Bombay Community Public Trust
‘Social Responsibility’ and ‘Statutory Giving’ were merged together through this one of a kind legislation. While the intrinsic nature of CSR is voluntary how does forced philanthropy create any change?
Business houses have undertaken voluntary charity for decades hence practicing CSR without calling it so. But this legislation has made CSR the ‘buzz word’ in every boardroom. After all, CSR has become target focused and numbers driven. This, in my opinion, has led to a shift from philanthropy to community investing. Today the agenda is not just about doing ‘good’ but forming partnerships that can yield returns that encourage economic and social growth. The focus is on impact and the vision is long-term.
This has worked for established NGOs that are able to engage at a much larger scale with CSR departments. Such partnerships are seeing effective projects with long-lasting impact. Sadly, the benefits of this trickle-down effect have yet to be seen on the smaller, grass-root level NGOs. Most of these remain under funded and this large pool of CSR money seems out of their reach.
This legislation could easily have ended up becoming tick-box for companies. But this has not been the case, the CSR story may not have grown in leaps and bounds but concerted efforts by both NGOs and corporates make the coming years very exciting for this sector.
The Bombay Community Public Trust (BCPT) was set up as a People’s Foundation to address the various development problems affecting the citizens of Mumbai. The Trust works in partnership with individual donors and companies to support NGOs and causes in the areas of education, child-welfare, health, livelihood support and elderly care.

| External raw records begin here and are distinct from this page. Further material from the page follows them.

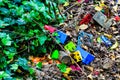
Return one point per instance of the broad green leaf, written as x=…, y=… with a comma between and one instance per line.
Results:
x=3, y=74
x=39, y=65
x=20, y=10
x=23, y=63
x=4, y=11
x=42, y=39
x=1, y=24
x=14, y=67
x=2, y=35
x=62, y=67
x=9, y=54
x=6, y=42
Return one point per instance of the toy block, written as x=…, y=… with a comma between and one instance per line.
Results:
x=50, y=28
x=70, y=46
x=61, y=36
x=87, y=58
x=55, y=54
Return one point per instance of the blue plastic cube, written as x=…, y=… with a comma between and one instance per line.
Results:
x=87, y=58
x=106, y=41
x=62, y=36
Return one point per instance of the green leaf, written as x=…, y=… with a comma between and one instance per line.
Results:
x=62, y=67
x=32, y=71
x=20, y=10
x=9, y=54
x=14, y=67
x=23, y=63
x=6, y=42
x=42, y=39
x=1, y=24
x=39, y=65
x=3, y=74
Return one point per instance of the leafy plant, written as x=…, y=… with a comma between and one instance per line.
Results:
x=22, y=33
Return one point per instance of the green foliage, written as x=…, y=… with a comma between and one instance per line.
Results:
x=22, y=33
x=39, y=65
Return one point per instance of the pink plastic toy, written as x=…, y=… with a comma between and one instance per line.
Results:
x=75, y=68
x=50, y=28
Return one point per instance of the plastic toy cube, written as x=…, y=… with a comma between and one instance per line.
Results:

I certainly think the new CSR Act is making difference and will be
|Niraj K Lal |
Head – CSR
First, it has steered companies to create a CSR structure leading to better governance. A CSR Committee, declared CSR policy, Board’s approval to CSR initiatives, defined yet flexible schedule VII initiatives are all steps which are directionally correct.
Second, it has given CSR a continuous rather than ad hoc approach. The growing 2% CSR funds will be available year after year and that is when the projects will start becoming programs.
Third, getting talent into CSR that has the contextual and applied knowledge and putting in strong monitoring and evaluation mechanisms through the technology based data solutions has already started. I can visualise that this will lead to setting up of new CSR benchmarks.
Last but not the least, though in a little long term, it will start making CSR more strategic to businesses, bringing in innovations to make it win-win for company and the community and take it beyond 2% and will create such CSR models for social renewal that pave way for new kind of Private-Private Partnerships (PPP) – something that I am very positive about.
Arvind’s CSR philosophy is based on the notion that society and the corporation are inextricably linked, and that a company can improve its own functioning by influencing the environment in which it operates. It is this philosophy that transcends through all of Arvind’s CSR initiatives.